You guys know I'm pretty serious about my fitness work. I run somewhere between 15-20 miles a week, no matter the weather, I typically try to get into the gym a couple of days a week to lift heavy things, and I do a yoga routine 2-3 times a week.
|Lovely winter gym!|
My trainer, however, hates the fact that I run. See, running (and cycling and sitting!) acts to shorten your hip flexors. To get technical on you, the hip flexors are the long stringy bits of muscle around the hip and upper thighs that allow you to lift your knees up towards your face. When not regularly stretched out, or tight from overuse (read: sitting all day, or running all day), they easily overtake the abdominal or glutes. Tight flexors also act to change your posture, causing your butt to stick out and your lower back to overarch, also known as pelvic anterior tilt. A bad thing in riding. In dressage specifically, a shortened hip flexor can make riding with a long and relaxed leg impossible. Instead, every time your abs engage, the hip flexors will shorten and your leg will involuntarily come up. Hello immediate chair seat.
So running sounds pretty bad, but it alone doesn't contribute to riding issues. In fact, a lot of strength exercises end up working against dressage riding.
In dressage, you want a perfect relationship between a relaxed and allowing body and the stability needed for good contact, balance, and clear communication. In other words, you don't want to be just flopping around up there, but you can't be so rigid and stiff that you're squeezing the life out of your poor horse.
"I don't know how you do that! I wouldn't have the strength to ride like that. One horse, and I'd be exhausted for the rest of the day!" This from my trainer after watching me ride her training horses for the day. This was not a compliment. I was using my body against myself. Using all the strength in my legs to hold on to the horse while trying to use my ab strength to shove my upper body into position. I can't even describe to you how hard it was, but because I'm incredibly fit it seemed doable.
It turns out, relaxation is the name of the game.
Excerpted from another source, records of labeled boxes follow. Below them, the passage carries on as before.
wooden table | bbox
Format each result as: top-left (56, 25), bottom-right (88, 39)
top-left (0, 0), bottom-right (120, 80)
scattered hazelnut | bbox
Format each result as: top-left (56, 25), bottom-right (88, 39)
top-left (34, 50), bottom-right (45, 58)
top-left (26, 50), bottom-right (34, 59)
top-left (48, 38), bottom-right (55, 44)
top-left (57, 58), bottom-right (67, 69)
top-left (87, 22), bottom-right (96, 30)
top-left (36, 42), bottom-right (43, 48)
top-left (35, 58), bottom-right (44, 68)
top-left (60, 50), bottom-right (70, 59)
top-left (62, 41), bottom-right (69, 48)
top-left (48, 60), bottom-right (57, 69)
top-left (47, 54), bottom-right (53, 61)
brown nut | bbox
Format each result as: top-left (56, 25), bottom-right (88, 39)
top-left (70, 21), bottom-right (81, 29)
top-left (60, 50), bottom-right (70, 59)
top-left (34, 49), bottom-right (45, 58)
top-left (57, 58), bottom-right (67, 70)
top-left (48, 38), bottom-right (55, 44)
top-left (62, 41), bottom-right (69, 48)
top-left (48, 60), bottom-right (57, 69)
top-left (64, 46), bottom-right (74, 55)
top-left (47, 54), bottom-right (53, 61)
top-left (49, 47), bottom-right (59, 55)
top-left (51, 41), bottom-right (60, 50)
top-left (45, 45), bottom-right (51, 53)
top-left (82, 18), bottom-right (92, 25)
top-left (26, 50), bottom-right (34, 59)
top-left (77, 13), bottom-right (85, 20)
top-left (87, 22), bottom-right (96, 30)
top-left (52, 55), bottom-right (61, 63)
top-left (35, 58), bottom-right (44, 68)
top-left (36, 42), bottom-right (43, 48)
One day, my holding on muscles exhausted, I learned what it means to let my legs hang without holding. I noticed how I could now use my abs effectively, and easily communicate with my horse. Plus, Pig relaxed noticeably without me holding on so much. He started using his back a lot more. I joked with Nancy, "maybe I should stop working out and just get super flabby so I ride better." "Sounds like a good plan to me!" she shot back.
Another lesson learned.
|The view from a recent run...|
It's interesting to me how dressage takes such a flexible sort of fitness, compared to cross country/jumping. Has anyone else noticed this? Had to take action to make it work?